What is Exaggerated Lordosis?
The lumbar spine and cervical spine both maintain lordotic curves as part of a normal anatomy. This means that the open end on the curve faces the rear of the body. These features are enacted as secondary curvatures as a baby develops.
The cervical spinal curve becomes noticeable when an infant gains the ability to hold its own head upright and further increases when the infant can sit on their own. The lumbar curvature develops when an infant is finally able to stand upright by themselves. Before these stages, there are only kyphotic curves naturally born into the spine.

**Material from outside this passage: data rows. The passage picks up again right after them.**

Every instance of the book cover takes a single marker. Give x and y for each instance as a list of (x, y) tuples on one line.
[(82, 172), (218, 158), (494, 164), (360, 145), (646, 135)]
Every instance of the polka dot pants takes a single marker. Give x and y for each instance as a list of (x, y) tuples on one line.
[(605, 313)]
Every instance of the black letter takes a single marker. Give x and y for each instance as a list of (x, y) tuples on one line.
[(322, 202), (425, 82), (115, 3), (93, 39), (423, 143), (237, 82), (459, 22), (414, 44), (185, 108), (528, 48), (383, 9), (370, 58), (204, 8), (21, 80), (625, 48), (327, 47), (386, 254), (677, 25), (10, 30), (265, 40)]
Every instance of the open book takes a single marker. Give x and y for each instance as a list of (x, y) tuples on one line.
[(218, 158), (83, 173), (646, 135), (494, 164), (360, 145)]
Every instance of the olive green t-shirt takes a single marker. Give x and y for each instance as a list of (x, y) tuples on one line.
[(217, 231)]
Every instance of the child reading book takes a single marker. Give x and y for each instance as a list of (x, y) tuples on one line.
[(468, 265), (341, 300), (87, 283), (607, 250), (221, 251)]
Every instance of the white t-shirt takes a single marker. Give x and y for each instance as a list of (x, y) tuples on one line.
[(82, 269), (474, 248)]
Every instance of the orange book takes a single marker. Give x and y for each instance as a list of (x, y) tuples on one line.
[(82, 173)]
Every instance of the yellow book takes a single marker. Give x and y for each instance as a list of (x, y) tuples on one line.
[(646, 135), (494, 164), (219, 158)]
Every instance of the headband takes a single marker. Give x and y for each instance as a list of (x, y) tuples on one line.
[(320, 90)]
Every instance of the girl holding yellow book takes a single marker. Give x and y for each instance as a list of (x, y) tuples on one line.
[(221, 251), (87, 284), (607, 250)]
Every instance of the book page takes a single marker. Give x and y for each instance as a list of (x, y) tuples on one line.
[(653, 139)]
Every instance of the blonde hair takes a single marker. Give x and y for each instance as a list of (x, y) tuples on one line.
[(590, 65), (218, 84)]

An exaggerated curvature demonstrated in the lumbar or cervical lordosis simply means that the spine is more pronounced in its curvature than is usual. This condition is not nearly as common as the opposite diagnosis, hypolordosis.
Hyperlordosis Facts
Most mild to moderate cases of exaggerated lordosis are nothing to worry about. The physical signs may include a distinctive prominent head-forward posture in the neck and a protruding buttocks for lumbar lordosis. Even moderate forms of lordosis are not generally symptomatic and many people who possess overly lordotic spines are considered blessed with special beauty in some parts of the world.
Advanced and severe forms of advanced lordosis can compromise spinal form and function and can become real problems. These cases are rare, but when they exist, affected patients may suffer back pain, neck pain and a host of possible neurological concerns, including tingling, numbness or weakness.
These symptoms typically occur due to foraminal stenosis or central spinal stenosis compressing a nerve structure within the spinal canal.
Hyperlordosis Advice
Many innocent cases of lordosis which have been blamed as the source of pain have been misdiagnosed. Some cases are correct in their diagnostic conclusion, especially if the curvature is extreme. In these rare cases, conservative care, such as physical therapy, may only provide minor relief and functional improvement.
Unfortunately, in a few circumstances, back surgery may be the only solution. Worst of all, the usual procedure utilized is a hardware-assisted form of spinal fusion, which is known for being a brutal and barbaric procedure to endure. Curative statistics from this operation are poor, but it may still be needed to prevent spinal instability in the most advanced expressions. For the rest of you who have mild to moderate lordotic exaggeration, it may be wise to reconsider the condition as the source of symptoms. In most cases, any pain is coincidental to the lordotic curvature and pursuing treatment for the lordosis will yield poor curative results.
Do the research yourself and then talk to your doctor. At the very least, be sure to get a second opinion if you doubt the validity of the current diagnostic theory.